Preservation of workflows in Biology
One of the main challenges for biomedical research lies in the integrative study of large and increasingly complex combinations of data. Diseases that are caused by one gene and a singular cascade of molecular events are rare. Complex integrative analyses are necessary to help understand the mechanisms that explain the onset and progression of the disease. At the same time, we need to uphold scientific principles of reproducible science that enable researchers to understand how predecessors reached their conclusions. Traditionally, biologists achieve this by publishing methods with experimental results, conform best practices supported by most journals. Computational biology currently lacks its own widely accepted best practice. Our aim is to provide new tooling for preserving computational methods. Because we can preserve certain steps automatically, we have an opportunity to outperform traditional practices in terms of reproducing and reusing previous work.
We use the workflow paradigm to define our experiments. Another critical concept is the 'Research Object'. This allows us to make a digital structured aggregate of the 'materials and methods' of a computational experiment. Semantic Web technology is used to obtain meaningful, citable, and machine-readable references for these aggregates and their contents. The aggregates help communication with supervisors, collaborators, and ultimately the scientific community (analogous to the publication of traditional papers). We aim to make the creation of Research Objects coincide with a researcher's routine, extending his/her possibilities where possible.

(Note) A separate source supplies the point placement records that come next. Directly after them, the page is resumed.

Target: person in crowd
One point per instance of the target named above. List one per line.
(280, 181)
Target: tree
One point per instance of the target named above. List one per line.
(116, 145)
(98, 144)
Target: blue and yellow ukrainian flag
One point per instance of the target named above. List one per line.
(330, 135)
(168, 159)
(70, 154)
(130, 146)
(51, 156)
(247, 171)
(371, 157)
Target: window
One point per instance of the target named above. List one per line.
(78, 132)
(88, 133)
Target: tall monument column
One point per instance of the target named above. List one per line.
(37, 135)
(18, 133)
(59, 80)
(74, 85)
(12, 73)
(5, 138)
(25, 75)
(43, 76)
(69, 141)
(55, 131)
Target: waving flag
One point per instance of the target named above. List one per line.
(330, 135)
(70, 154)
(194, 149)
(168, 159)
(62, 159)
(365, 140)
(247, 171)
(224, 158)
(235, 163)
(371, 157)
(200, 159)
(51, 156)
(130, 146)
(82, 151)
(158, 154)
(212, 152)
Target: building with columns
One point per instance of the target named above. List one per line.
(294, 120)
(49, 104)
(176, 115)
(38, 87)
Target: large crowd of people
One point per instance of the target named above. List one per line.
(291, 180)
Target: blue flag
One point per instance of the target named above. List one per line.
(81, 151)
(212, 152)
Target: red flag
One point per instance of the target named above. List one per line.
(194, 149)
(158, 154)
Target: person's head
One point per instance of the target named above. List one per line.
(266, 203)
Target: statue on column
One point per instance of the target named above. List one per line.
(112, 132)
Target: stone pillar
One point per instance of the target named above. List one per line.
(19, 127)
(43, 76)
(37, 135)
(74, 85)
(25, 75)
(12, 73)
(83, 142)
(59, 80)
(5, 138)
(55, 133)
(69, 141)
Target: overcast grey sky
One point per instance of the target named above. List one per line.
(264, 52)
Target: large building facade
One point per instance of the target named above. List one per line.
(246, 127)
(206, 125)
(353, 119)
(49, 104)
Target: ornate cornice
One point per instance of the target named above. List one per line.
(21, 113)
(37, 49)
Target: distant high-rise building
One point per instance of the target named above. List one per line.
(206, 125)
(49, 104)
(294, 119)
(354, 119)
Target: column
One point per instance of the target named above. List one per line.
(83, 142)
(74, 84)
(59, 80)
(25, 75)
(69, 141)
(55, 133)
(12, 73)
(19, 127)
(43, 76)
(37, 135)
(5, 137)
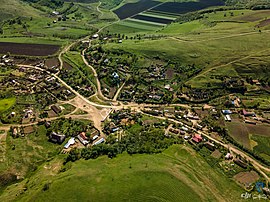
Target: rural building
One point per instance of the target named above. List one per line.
(228, 156)
(227, 117)
(210, 146)
(70, 142)
(95, 36)
(250, 122)
(57, 138)
(56, 109)
(83, 139)
(245, 113)
(99, 141)
(197, 138)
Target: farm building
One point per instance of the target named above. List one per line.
(245, 113)
(227, 117)
(240, 163)
(210, 146)
(56, 109)
(83, 139)
(228, 156)
(250, 122)
(57, 138)
(197, 138)
(226, 111)
(70, 142)
(99, 141)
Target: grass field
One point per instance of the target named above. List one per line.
(178, 174)
(5, 104)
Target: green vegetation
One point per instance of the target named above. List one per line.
(7, 103)
(175, 174)
(262, 146)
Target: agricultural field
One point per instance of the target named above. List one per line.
(167, 176)
(7, 103)
(185, 7)
(28, 49)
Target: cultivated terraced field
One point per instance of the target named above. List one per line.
(177, 173)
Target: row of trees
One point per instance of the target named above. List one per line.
(148, 142)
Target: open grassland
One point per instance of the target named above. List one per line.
(25, 154)
(242, 49)
(242, 132)
(178, 174)
(5, 104)
(262, 145)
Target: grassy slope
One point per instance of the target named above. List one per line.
(178, 174)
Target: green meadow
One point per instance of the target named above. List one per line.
(177, 174)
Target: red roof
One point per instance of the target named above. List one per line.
(197, 138)
(83, 136)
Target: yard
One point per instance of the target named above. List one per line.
(7, 103)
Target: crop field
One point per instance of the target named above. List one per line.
(262, 145)
(5, 104)
(169, 176)
(152, 19)
(28, 49)
(131, 9)
(185, 7)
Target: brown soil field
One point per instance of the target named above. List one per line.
(247, 178)
(258, 15)
(169, 73)
(52, 62)
(264, 23)
(67, 66)
(28, 129)
(216, 154)
(28, 49)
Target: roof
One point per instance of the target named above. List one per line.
(197, 138)
(83, 136)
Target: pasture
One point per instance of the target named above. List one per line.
(177, 174)
(7, 103)
(246, 134)
(28, 49)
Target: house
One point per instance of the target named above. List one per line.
(245, 113)
(56, 109)
(57, 138)
(70, 142)
(99, 141)
(228, 156)
(95, 36)
(226, 111)
(197, 138)
(83, 139)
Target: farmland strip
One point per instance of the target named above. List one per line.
(152, 19)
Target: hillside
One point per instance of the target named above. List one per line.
(175, 175)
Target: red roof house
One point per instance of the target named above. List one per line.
(197, 138)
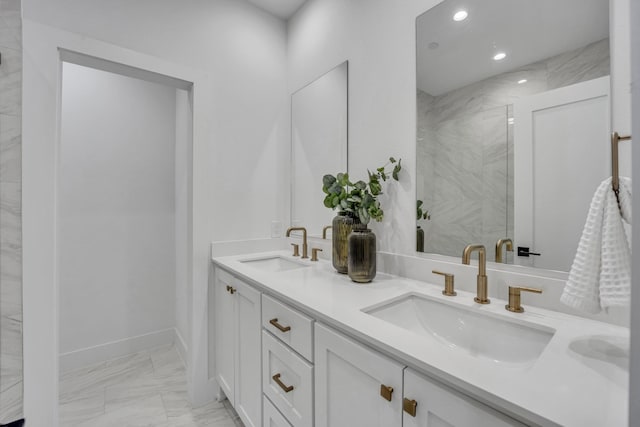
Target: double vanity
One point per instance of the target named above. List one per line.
(297, 344)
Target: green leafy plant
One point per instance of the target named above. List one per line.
(360, 198)
(422, 214)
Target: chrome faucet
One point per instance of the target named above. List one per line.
(304, 238)
(499, 244)
(481, 297)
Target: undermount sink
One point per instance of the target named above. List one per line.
(482, 335)
(274, 264)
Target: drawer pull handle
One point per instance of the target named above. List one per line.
(286, 388)
(386, 392)
(275, 323)
(409, 406)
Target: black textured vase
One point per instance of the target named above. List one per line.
(362, 254)
(340, 230)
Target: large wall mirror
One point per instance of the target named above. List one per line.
(319, 134)
(512, 125)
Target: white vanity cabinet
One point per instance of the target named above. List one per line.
(287, 368)
(428, 404)
(238, 345)
(354, 383)
(355, 386)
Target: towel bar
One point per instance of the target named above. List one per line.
(615, 176)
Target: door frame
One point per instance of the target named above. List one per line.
(523, 112)
(44, 50)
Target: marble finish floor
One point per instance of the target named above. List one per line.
(143, 389)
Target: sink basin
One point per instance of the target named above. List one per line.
(482, 335)
(273, 264)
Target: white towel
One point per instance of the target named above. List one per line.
(600, 276)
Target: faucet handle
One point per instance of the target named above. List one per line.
(296, 249)
(514, 297)
(448, 283)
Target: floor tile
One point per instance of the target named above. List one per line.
(148, 388)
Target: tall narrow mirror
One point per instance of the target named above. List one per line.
(319, 134)
(511, 96)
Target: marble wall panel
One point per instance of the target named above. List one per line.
(465, 149)
(11, 369)
(589, 62)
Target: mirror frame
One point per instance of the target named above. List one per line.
(310, 232)
(513, 268)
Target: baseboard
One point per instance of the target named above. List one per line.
(103, 352)
(181, 346)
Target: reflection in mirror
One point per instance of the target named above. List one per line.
(319, 130)
(470, 74)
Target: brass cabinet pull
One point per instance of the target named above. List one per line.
(275, 323)
(386, 392)
(286, 388)
(409, 406)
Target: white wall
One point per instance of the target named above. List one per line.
(116, 210)
(183, 169)
(244, 50)
(634, 398)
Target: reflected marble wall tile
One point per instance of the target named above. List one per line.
(589, 62)
(504, 89)
(10, 30)
(11, 385)
(459, 102)
(11, 82)
(450, 239)
(10, 149)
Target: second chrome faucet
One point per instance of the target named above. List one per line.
(482, 291)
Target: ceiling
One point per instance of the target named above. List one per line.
(526, 30)
(281, 8)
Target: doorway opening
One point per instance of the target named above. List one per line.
(124, 202)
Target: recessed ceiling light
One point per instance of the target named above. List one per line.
(460, 15)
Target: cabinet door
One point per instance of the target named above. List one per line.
(350, 380)
(439, 406)
(287, 380)
(225, 332)
(248, 393)
(272, 418)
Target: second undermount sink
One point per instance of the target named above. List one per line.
(274, 263)
(482, 335)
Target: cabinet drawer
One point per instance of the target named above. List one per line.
(292, 327)
(287, 380)
(272, 418)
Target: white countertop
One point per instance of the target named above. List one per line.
(580, 379)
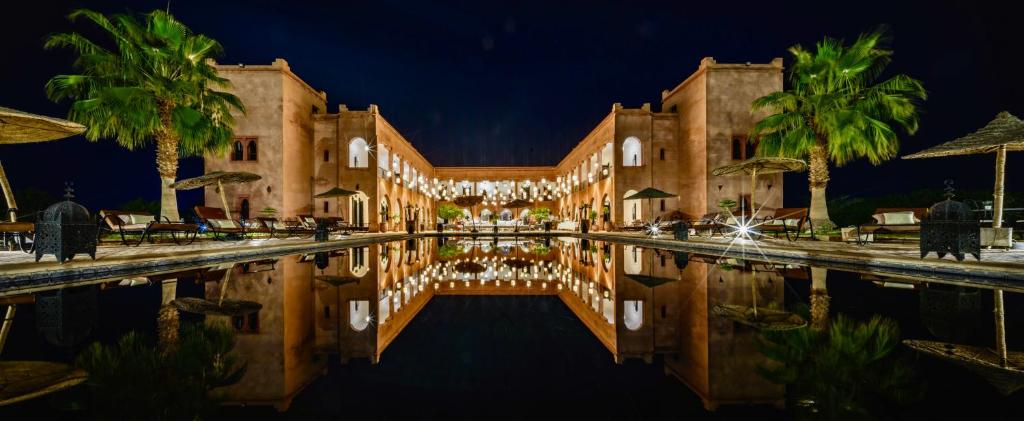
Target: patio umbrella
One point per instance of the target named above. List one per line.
(1005, 133)
(23, 380)
(761, 319)
(218, 178)
(470, 202)
(220, 307)
(337, 281)
(763, 165)
(20, 127)
(650, 194)
(336, 193)
(517, 204)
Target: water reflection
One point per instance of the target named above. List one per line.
(733, 331)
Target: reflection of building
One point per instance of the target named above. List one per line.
(278, 346)
(718, 356)
(289, 137)
(638, 302)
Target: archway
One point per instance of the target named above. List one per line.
(632, 209)
(633, 314)
(632, 152)
(358, 153)
(358, 314)
(357, 208)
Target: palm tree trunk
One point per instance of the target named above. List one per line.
(818, 179)
(167, 165)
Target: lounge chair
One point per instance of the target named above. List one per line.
(891, 220)
(144, 225)
(217, 222)
(17, 233)
(711, 222)
(791, 221)
(284, 228)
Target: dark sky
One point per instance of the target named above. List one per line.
(520, 83)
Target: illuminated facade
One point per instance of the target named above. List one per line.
(288, 136)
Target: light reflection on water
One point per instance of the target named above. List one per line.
(717, 325)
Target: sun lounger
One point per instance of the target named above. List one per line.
(217, 222)
(788, 221)
(17, 233)
(145, 225)
(891, 220)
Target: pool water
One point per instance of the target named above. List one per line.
(517, 328)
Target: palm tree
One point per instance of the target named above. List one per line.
(150, 81)
(837, 110)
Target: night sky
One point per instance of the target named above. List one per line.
(520, 83)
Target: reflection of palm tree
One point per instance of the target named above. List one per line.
(850, 370)
(819, 298)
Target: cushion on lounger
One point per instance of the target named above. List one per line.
(222, 223)
(899, 218)
(143, 219)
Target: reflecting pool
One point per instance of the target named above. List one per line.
(504, 327)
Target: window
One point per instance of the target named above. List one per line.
(251, 153)
(631, 153)
(237, 153)
(742, 150)
(358, 153)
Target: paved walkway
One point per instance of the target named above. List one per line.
(999, 268)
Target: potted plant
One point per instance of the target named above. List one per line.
(542, 215)
(448, 212)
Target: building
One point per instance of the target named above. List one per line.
(288, 136)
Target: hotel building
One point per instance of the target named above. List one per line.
(300, 149)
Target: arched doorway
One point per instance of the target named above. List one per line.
(357, 207)
(632, 210)
(244, 209)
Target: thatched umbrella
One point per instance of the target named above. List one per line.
(517, 204)
(23, 380)
(764, 165)
(470, 202)
(1003, 134)
(19, 127)
(218, 178)
(337, 281)
(336, 193)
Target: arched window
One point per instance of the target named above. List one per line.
(358, 314)
(358, 154)
(382, 157)
(633, 314)
(252, 153)
(632, 156)
(632, 259)
(237, 153)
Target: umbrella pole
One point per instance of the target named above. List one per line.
(754, 187)
(223, 286)
(1000, 169)
(223, 200)
(8, 196)
(8, 321)
(1000, 327)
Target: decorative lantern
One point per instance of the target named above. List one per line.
(65, 229)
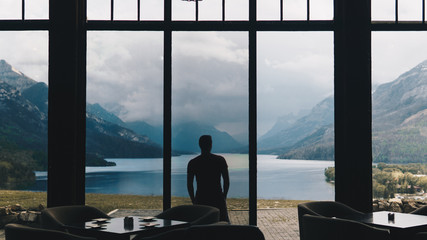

Case studies at the Human Genetics Department of the Leiden University Medical Centre help us fine-tune the standards and tools. We focus on a genotype-phenotype study to unravel the genetic cause of Metabolic Syndrome, and a study to reveal the role of epigenetic factors in Huntington's Disease. While we are working towards publishable results we explore the emerging wf4ever technologies. For instance, we made our first Research Object aggregates. We do not advertise them publicly yet, because they contain unpublished results of collaborating scientists.*
* A predecessor of the Research Object is the myExperiment pack. Research Objects are more structured and enriched by annotations, but you could have a look at some of these packs as an example, e.g. http://www.myexperiment.org/packs/58. It shows how you can use such an aggregate of digital objects as a reference for your publications. It also shows how important wf4ever is for increasing the quality of these digital objects: not all parts of the pack are fully functional anymore and you may still have to guess how they were used in the original experiment. Gradually, you will see an enrichment of myExperiment by wf4ever tooling, and thereby an increase in quality of part of its content.